ByteDance Seed Open-Sources Code Model for the First Time!
Seed-Coder, an 8B-parameter model, surpasses Qwen3 and achieves multiple SOTA (State-of-the-Art) results.
It demonstrates that “with minimal human intervention, LLMs can autonomously manage code training data.”
By self-generating and filtering high-quality training data, the model’s code generation capabilities are significantly enhanced.

This can be viewed as an extension of DeepSeek-R1’s strategy for self-generating and filtering training data.

It includes three versions:
- Base
- Instruct
- Reasoning
Among them, the Instruct version excels in programming, achieving SOTA on two benchmark tests.

The Reasoning version surpassed QwQ-32B and DeepSeek-R1 in the IOI 2024 evaluation.

The model has a context length of 32K, was trained on 6T tokens, and is released under the permissive MIT open-source license. The complete code has been published on Hugging Face.
Managing Training Data with Models
Seed-Coder’s predecessor was doubao-coder, which adopted the Llama 3 architecture with 8.2B parameters, 6 layers, a hidden size of 4096, and utilized Grouped Query Attention (GQA).
The most critical work involved data processing. The Seed team proposed a “model-centric” data processing approach, using models to curate the data.
Specifically, the model scrapes raw code data from GitHub and web archives, which then undergo several processing steps to output the final pre-training data.
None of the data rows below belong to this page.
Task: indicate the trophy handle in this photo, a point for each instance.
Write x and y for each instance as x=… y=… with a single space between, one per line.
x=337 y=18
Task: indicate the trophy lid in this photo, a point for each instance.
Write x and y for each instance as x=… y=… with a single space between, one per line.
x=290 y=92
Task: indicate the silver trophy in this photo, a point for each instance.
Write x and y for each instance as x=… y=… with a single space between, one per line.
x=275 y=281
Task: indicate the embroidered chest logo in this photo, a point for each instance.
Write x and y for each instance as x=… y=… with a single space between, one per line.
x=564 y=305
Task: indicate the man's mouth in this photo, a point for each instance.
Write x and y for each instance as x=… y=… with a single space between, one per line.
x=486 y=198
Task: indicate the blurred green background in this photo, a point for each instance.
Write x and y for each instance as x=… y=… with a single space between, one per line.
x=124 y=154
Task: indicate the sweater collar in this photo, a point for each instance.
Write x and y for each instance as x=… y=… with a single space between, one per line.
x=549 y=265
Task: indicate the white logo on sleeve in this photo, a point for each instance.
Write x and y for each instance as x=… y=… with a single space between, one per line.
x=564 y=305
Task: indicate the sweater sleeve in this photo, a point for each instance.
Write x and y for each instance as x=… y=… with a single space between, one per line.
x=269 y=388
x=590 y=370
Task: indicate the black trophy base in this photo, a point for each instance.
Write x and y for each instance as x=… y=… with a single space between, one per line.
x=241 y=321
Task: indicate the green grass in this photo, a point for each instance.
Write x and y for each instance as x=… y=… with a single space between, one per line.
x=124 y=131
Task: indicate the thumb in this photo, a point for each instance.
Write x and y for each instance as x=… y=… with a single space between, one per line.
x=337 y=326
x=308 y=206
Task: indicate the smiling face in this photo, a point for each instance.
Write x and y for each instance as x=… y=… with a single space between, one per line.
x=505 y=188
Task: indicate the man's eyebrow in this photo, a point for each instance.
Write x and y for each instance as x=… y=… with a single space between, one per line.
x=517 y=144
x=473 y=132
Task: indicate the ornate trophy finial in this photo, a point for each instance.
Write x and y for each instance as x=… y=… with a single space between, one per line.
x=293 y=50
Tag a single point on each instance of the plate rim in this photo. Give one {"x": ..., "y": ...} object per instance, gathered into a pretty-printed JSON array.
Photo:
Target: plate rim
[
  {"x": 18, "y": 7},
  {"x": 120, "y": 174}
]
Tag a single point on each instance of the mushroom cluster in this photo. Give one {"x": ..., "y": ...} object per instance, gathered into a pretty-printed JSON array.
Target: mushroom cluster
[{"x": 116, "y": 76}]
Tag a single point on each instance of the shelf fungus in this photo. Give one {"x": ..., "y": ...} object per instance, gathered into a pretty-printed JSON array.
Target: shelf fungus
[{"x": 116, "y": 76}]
Seed-Coder’s filtered data is divided into four categories:
- File-level Code: Individual code files from GitHub, processed to retain high-quality code content.
- Repository-level Code: Code files based on repository structure, preserving project structure information so the model can learn relationships between codes.
- Commit Data: Snapshots of GitHub commits, including commit messages, repository metadata, related files, and code patches. This includes 74 million commits from 140,000 high-quality repositories.
- Code-related Web Data: Documents extracted from web archives that contain code blocks or are highly relevant to code.
Let’s look at the code processing first. In the preprocessing stage, the system implements deduplication at both repository and file levels: SHA256 hashing for exact deduplication and MinHash algorithms for approximate deduplication.
This two-layer strategy produces two variants of the code corpus—the file-level variant is used for short context window training, while the repository-level variant preserves project structure to support more coherent long-context learning.
Subsequently, the system uses syntax parsers like Tree-sitter to check remaining files and discard those containing syntax errors. This preprocessing stage reduces the original data volume by approximately 98%.
In the quality filtering phase, Seed-Coder uses a scoring model specially trained on over 220,000 code documents to filter out low-quality code files.
The scoring model is based on DeepSeek-V2-Chat, and its evaluation metrics cover four key aspects:
- Readability: Contains a reasonable number of comments, follows consistent naming conventions, and adheres to general formatting and structural standards;
- Modularity: Well-structured, avoiding overly complex or lengthy functions, achieving clear separation of logical functions through modularity;
- Clarity: Reduces redundancy (such as excessive function calls, large blocks of commented-out code, or debug print statements), ensuring the intent of each code block is clearly expressed;
- Reusability: Free of syntax and logic errors, avoids excessive hard-coded data, designed for easy integration with other projects, and features complete and meaningful functionality.
The scoring model is asked to provide an overall score from 0 to 10 along with a detailed explanation. The scores are then rescaled to the [0,1] range, and a pre-trained Llama 2 model with 1.3B parameters is fine-tuned for one epoch using a regression head as the quality scorer.
Based on this scoring method, the Seed team filtered out approximately the bottom 10% of files by score, resulting in a corpus supporting 89 programming languages and containing about 1 trillion unique tokens.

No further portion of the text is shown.